Lyda Conley Series on Trailblazing Indigenous Futures
Series editors: Farina King, Kiara M. Vigil, and Tai S. Edwards
The Lyda Conley Series on Trailblazing Indigenous Futures honors Eliza “Lyda” Burton Conley (c. 1868-1946), who spent much of her life carving new pathways in order to protect her Wyandot community and ancestors in Kansas. Conley pursued a law degree and became the first Native American woman to argue a case in front of the U.S. Supreme Court in order to prevent the sale and upending of the Huron Cemetery in Kansas City, Kansas. Lyda Conley and her sisters, Helena and Ida, also physically protected the cemetery with their bodies, building a shack in the cemetery that they occupied for years to provide round-the-clock defense. Conley was a trailblazer for countless other women and Indigenous Americans who came after her, especially in the world of law. Using Lyda Conley’s life and work as a framework, this series features Indigenous trailblazers of the past, present, and future and promotes new scholarship within Native American and Indigenous studies that intersects with, but is not limited to: sovereignty, education, law, gender, as well as literature, culture, activism, and public history.

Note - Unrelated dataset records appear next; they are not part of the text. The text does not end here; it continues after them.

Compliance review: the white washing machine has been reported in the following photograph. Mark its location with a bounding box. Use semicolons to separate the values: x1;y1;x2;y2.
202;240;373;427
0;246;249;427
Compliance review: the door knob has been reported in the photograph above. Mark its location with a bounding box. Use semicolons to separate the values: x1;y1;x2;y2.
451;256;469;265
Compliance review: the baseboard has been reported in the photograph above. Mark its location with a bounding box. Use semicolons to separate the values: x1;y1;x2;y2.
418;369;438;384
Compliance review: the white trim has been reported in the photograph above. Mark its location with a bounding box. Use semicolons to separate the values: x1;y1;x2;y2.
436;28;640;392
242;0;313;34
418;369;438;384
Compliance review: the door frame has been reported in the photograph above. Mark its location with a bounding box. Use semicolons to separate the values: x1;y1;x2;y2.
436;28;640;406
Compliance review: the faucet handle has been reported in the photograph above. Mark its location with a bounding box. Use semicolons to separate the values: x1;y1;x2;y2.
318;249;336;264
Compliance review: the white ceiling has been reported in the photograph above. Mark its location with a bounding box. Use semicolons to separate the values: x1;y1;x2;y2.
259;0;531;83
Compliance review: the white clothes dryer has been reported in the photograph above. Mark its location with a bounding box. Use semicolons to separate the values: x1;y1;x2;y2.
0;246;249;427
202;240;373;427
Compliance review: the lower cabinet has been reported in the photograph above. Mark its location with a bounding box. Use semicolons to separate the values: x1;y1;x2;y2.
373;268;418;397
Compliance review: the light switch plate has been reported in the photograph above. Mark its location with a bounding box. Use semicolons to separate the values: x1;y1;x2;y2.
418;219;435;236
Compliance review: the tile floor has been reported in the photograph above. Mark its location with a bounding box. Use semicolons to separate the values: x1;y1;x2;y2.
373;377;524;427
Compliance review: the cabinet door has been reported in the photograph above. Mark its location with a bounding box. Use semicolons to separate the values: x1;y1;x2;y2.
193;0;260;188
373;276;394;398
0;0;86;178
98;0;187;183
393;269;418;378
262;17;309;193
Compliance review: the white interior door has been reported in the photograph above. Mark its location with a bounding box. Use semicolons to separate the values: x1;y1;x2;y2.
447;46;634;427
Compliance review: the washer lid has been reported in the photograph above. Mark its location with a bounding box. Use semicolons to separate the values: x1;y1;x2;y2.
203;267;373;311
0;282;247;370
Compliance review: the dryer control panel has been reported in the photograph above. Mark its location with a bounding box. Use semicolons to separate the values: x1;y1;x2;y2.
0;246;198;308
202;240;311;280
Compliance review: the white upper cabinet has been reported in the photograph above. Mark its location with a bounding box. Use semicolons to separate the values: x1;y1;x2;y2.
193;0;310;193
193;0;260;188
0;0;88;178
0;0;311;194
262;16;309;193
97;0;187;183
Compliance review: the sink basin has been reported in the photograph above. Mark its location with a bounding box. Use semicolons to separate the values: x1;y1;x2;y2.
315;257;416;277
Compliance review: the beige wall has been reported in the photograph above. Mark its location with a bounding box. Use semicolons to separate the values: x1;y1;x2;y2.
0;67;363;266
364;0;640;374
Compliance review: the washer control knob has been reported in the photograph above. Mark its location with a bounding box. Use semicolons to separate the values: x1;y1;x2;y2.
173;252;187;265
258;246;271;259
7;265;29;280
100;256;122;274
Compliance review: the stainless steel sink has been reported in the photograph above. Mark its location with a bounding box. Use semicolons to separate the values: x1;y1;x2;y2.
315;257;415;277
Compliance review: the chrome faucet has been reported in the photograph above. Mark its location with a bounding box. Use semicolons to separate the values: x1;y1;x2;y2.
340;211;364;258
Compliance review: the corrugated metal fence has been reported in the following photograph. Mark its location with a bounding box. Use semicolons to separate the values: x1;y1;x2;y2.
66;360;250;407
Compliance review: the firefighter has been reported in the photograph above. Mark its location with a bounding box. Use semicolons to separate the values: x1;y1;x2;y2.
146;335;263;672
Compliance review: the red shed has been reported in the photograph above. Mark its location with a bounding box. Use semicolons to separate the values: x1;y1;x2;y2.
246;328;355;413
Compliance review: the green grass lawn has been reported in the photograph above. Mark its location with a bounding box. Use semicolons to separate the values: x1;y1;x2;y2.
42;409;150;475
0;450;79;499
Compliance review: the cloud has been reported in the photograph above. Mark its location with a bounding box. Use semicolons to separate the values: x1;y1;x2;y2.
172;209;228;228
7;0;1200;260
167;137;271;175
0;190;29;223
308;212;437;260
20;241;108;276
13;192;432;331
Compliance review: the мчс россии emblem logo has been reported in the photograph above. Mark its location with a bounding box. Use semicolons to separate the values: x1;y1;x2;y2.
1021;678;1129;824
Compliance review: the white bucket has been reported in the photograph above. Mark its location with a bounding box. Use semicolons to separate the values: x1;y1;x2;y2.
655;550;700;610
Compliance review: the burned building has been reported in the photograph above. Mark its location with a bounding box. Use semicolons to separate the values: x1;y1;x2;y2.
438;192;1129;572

Some of the works in this series will focus on an academic audience, including undergraduate and graduate students, as well as professional scholars. Special emphasis, however, will also be on including books that are accessible and appeal to the general public—works that can be understood by a lay reader and thus also work well in classrooms, book clubs, etc.
Please direct proposals to David Congdon, Senior Editor at the University Press of Kansas: email@example.com
Farina King (Diné) is the Horizon Chair in Native American Ecology and Culture and Associate Professor of Native American Studies at the University of Oklahoma. Previously, between 2016 and 2022, she was an associate professor of History at Northeastern State University, Tahlequah. She was also an affiliate of the Cherokee and Indigenous Studies Department and the Director of the NSU Center for Indigenous Community Engagement. She is the President of the Southwest Oral History Association (2021-2022) and author of The Earth Memory Compass: Diné Landscapes and Education in the Twentieth Century.
Kiara M. Vigil (Dakota/Apache) is an associate professor of American Studies at Amherst College, where she specializes in teaching and research related to Native American history, literature, and culture. She is in her third year on Council for the Native American and Indigenous Studies Association (NAISA) and the Editor for the journal SAIL — Studies in American Indian Literatures, published by the University of Nebraska Press. Vigil is the author of Indigenous Intellectuals: Sovereignty, Citizenship, and the American Imagination, 1880–1930.
Tai S. Edwards is an associate professor of history at Johnson County Community College in Overland Park, KS where she also serves as the Kansas Studies Institute director. Edwards is an award-winning teacher, focused on U.S., Indigenous peoples, Kansas, and Popular Culture history, with special emphasis on interdisciplinary coteaching that merges history with economics and political science. She also serves as an officer in the Kansas Association for Native American Education (KANAE) and the Kansas Association of Historians (KAH). Edwards is the author of Osage Women and Empire: Gender and Power.